Author: Peter May
Why did I read it? I had read and enjoyed Peter May‘s Hebrides trilogy of crime fiction, and had erroneously thought this was the fourth. I had a credit on my Audible account, so used it to pre-order this.
What’s it about? A man with amnesia washes up on a beach, barely alive, but feeling as though he has done the most terrible thing. He attempts to discover where he is, why he’s there, and just who he is without alerting anyone to his memory loss – terrified his dreadful secret will be too much to bear.
A teenager struggles to cope with her mother’s ability to move on with life following the death of her father, and sets out to find out more about him, little knowing the dire consequences her search will have on herself, and others.

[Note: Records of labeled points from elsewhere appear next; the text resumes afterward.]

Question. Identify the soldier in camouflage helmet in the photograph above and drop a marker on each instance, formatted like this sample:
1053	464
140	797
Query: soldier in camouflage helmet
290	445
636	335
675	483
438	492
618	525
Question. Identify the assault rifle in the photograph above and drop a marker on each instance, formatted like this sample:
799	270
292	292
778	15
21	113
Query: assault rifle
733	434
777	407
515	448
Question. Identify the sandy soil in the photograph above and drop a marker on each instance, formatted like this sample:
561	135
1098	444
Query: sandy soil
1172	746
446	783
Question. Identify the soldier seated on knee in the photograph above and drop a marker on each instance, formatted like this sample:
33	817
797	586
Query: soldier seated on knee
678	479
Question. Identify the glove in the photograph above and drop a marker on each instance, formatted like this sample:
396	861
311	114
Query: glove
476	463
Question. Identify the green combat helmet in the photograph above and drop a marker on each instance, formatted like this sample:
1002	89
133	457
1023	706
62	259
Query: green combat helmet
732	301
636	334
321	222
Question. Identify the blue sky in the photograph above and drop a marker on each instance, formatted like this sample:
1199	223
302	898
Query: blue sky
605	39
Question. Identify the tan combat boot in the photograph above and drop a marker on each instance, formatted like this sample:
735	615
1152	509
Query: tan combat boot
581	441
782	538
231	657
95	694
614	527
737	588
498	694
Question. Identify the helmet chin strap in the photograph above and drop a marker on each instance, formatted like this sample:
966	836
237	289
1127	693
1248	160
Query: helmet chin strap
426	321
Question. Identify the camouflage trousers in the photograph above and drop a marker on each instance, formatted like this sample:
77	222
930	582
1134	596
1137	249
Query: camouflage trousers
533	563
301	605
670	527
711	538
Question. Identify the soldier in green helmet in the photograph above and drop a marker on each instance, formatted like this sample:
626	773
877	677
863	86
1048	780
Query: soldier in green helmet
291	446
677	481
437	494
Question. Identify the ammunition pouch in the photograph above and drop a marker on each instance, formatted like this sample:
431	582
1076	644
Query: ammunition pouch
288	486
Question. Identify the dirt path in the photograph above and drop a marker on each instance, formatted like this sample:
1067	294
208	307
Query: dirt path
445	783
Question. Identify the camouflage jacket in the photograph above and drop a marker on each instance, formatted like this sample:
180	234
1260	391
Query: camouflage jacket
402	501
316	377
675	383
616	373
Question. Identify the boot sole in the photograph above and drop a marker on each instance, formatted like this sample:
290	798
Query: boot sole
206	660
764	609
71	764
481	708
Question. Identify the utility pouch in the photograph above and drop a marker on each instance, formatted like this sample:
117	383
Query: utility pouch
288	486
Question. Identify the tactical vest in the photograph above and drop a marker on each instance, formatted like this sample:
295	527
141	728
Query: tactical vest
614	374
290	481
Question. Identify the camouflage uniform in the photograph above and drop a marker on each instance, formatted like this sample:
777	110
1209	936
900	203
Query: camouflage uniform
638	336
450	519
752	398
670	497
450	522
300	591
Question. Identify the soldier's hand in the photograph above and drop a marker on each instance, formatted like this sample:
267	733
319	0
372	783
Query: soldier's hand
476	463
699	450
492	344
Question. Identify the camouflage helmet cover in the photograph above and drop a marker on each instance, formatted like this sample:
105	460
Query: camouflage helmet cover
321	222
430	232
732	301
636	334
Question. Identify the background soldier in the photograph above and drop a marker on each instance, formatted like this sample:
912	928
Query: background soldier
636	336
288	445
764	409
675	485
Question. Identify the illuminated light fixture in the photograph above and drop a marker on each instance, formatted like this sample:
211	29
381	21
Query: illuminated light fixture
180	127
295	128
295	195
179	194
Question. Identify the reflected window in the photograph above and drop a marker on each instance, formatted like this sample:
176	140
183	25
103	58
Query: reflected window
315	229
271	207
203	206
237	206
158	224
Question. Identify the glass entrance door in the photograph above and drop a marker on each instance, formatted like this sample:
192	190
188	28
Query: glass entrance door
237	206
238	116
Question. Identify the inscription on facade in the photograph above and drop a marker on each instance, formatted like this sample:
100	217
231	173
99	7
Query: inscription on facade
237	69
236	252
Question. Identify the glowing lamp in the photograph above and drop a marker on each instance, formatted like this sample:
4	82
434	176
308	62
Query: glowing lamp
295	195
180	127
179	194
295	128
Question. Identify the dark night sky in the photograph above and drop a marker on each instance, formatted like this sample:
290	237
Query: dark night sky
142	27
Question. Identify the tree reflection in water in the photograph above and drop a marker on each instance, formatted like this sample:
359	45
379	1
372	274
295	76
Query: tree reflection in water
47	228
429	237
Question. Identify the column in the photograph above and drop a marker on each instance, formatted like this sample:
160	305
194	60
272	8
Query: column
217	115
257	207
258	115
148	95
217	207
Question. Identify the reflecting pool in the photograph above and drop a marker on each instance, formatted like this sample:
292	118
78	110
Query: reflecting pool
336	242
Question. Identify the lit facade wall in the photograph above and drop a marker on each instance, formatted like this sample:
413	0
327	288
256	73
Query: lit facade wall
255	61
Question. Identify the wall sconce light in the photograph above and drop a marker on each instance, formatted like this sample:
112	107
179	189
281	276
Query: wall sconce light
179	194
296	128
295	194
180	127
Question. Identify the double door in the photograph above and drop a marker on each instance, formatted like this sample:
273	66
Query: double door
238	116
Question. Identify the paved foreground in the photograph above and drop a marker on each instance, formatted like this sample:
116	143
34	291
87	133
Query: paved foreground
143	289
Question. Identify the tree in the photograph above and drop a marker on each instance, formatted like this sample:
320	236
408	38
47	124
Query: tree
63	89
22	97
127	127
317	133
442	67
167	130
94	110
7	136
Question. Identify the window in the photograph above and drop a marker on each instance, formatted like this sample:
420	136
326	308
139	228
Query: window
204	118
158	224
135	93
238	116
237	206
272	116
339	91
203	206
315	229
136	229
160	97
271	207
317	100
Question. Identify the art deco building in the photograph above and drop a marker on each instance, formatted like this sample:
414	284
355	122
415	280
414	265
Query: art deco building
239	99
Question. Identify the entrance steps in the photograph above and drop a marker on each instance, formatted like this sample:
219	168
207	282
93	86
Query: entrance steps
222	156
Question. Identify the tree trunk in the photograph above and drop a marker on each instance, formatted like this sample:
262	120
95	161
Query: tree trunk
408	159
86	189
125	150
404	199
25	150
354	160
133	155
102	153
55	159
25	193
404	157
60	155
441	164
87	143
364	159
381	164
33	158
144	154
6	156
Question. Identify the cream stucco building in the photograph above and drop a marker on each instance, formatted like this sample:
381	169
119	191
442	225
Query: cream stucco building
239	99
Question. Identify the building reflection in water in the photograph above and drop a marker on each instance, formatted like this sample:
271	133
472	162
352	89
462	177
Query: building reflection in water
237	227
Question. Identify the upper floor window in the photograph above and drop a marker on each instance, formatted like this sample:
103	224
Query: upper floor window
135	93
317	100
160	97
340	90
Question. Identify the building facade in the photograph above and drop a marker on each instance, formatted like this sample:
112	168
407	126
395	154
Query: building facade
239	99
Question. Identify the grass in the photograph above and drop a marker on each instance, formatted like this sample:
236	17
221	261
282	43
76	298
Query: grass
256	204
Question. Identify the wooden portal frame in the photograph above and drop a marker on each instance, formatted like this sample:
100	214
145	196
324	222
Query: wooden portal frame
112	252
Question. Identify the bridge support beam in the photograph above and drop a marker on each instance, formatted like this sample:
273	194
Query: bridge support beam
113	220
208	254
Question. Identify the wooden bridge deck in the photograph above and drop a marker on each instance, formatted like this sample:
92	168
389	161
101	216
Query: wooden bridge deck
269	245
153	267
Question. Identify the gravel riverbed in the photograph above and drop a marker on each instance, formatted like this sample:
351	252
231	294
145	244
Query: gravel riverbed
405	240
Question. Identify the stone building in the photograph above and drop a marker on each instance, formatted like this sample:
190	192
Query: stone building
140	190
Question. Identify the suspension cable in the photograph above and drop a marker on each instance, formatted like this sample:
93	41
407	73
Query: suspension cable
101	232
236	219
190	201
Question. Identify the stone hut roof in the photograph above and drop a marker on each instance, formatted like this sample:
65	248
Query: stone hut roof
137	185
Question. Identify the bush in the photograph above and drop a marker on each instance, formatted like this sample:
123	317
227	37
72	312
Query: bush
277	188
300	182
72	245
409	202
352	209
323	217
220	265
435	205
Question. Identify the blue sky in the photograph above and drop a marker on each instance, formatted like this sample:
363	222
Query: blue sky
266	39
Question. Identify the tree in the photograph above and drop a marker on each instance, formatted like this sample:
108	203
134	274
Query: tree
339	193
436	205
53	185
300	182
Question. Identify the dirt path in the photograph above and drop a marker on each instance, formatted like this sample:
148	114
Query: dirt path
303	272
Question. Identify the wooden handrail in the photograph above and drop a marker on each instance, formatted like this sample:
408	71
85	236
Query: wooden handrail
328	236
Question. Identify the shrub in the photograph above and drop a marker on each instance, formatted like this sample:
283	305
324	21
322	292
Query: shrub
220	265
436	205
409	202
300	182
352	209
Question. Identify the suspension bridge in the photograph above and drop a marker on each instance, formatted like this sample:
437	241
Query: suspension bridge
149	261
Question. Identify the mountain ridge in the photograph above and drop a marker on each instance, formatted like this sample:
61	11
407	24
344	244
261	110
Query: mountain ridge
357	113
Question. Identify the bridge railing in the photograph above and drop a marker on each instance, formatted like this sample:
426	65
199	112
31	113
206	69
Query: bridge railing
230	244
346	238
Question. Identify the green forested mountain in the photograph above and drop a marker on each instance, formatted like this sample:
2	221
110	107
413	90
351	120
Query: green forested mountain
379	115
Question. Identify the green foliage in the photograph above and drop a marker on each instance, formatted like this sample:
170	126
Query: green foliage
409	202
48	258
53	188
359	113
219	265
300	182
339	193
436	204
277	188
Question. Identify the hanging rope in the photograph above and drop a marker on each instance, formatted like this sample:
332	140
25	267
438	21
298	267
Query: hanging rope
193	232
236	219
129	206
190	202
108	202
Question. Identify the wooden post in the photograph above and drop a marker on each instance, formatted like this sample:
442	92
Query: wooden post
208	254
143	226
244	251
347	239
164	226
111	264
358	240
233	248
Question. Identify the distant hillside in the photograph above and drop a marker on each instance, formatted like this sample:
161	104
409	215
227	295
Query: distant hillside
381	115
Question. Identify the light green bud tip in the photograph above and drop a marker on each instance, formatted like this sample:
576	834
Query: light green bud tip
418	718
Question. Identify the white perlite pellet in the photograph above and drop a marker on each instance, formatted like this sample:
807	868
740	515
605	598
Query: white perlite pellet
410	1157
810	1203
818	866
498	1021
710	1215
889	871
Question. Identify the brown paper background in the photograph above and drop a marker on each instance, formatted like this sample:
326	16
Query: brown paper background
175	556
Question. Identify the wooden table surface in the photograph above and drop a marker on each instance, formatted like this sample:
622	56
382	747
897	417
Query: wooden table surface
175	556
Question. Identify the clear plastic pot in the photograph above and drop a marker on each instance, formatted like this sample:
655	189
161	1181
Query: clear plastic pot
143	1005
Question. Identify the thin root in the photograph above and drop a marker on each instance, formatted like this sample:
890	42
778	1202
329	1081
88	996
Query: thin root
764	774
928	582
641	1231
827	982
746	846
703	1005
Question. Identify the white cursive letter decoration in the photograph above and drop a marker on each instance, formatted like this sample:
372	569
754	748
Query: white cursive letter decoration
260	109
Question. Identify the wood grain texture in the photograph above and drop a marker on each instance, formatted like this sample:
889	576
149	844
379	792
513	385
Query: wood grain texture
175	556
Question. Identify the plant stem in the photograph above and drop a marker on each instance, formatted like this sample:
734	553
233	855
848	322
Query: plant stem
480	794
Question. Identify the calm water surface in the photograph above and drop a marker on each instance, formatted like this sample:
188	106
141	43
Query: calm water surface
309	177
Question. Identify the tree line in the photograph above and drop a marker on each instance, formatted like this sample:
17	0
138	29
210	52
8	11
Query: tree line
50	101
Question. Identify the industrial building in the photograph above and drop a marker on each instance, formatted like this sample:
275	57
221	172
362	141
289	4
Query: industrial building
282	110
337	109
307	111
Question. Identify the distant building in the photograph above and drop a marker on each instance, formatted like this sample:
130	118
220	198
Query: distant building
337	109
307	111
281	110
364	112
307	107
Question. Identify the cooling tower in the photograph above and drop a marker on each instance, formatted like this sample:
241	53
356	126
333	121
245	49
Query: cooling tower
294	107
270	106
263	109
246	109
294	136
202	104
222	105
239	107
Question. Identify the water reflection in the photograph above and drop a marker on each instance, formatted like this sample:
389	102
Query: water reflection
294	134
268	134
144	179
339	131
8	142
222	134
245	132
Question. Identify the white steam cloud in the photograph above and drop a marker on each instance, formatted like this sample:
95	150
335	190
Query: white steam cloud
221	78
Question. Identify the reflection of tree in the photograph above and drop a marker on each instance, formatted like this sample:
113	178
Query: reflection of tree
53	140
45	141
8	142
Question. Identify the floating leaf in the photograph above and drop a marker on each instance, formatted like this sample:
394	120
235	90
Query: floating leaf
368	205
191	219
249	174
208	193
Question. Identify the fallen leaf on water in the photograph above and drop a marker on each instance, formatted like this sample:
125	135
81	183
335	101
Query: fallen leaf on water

A body is found on a the remote Flannan Isles in the Outer Hebrides, and it is up to Detective George Gunn to find out how he was killed, and how he came to this remote rock, 20 miles west of any civilisation.
As the book progresses, these three people grow ever closer to the truth.
It is uncannily hard hard to describe this book without destroying the mystery. There are several voices in the book, most notably Neil’s, the man we meet first washed up on the beach.
What did I like? I loved the opening, as I was caught right from the moment Neal washes up on the beach. I was eager to know where the story would take me. And, just was I was becoming engrossed in his story, there is a switch to the teenage Karen’s life, and suddenly I start making connections.
The story is so well paced that you don’t feel like matters are being dragged out, or that you are racing towards the end. There are a few red herrings, and a twist or two, though nothing to frustrate the reader. I note other readers were critical of the change between first person, and third person narrative, but I felt it created a good separation/barrier in the stories.
Once again, the landscapes are described beautifully by the author, and one almost feels as though the land, and sea are characters themselves.
Peter Forbes did an excellent job as narrator, each word was clear and precise.
What didn’t I like? Only one little quibble with the recording, which I had up loud as I did other tasks, was being able to hear papers turning. Still, the recording from Audible was clear!